Nebraska City, NE
usinfo | 2014-06-26 17:39

Omaha has the zoo and aquarium, Lincoln is home to the university, Red Cloud's pride is Willa Cather, and the rest of the state has the corner on corn. That leaves history for Nebraska City, first noted as a promising town site by Lewis and Clark on their way down the Missouri River in 1804. It boasts the state's first fire department, oldest public building still in use (the brick Otoe County Courthouse) and only officially recognized Underground Railroad station.

A reporter for Nebraska Life once estimated that there's a museum for every 800 residents, which is why people who care about the history of the nation's westward expansion have a soft spot for Nebraska City. You might as well start at the River Country Nature Center, in a restored furniture store on South Sixth Street. It showcases creatures found and preserved by a local taxidermist named Joe Voges, who was clearly on the same page as Lewis and Clark when it came to area fauna. Speaking of the duo, the town's Lewis & Clark Missouri River Visitors Center, which celebrates (and explicates) the explorers' wildlife discoveries, leads to hiking trails that wend from burr oak woods to bluff-top aeries.
 
Early 20th-century ranches and farms on the Great Plains depended on windmills to draw well water, as you learn at the Kregel Windmill Museum. (Ryan Donnell)

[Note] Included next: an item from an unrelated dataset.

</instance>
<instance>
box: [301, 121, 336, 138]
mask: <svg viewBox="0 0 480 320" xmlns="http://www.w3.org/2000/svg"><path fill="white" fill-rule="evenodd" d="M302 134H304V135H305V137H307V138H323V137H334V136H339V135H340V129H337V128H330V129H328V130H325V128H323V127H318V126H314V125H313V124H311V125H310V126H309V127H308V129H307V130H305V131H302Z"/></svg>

Nebraska City long served as a way station to the West, with a ferry crossing, steamboat port and freight companies, including one headquartered in a 1858 white frame building that is now—you guessed it—a museum. Look into the old Kregel Windmill Factory Museum, which manufactured the wind-driven turbines that brought well water to semiarid Great Plains farmland, and tour Wildwood, a local banker's Victorian country home where costumed docents perform on an 1883 Steinway.
 
The Kimmel Orchard and Vineyard is a working farm museum, and the Kimmel Harding Nelson Center brings artists, writers and musicians to its handsome Prairie-style building just off Central Avenue.
 
You'll never again pick up a container of Morton Salt, with its patented pouring spout and Umbrella Girl label, without recalling your visit to Arbor Lodge State Historical Park on the west side of town, the 1855 estate of Julius Sterling Morton, whose son Joy founded the salt company. Julius, editor of the Nebraska City News, started Arbor Day—now observed around the world—which he commenced with the planting of an estimated one million trees in 1872. Today state champion oaks, ashes and maples surround the graceful old family mansion, explaining what Julius meant when he said (evidently borrowing from English architect Christopher Wren), "If you seek my monument, look around you."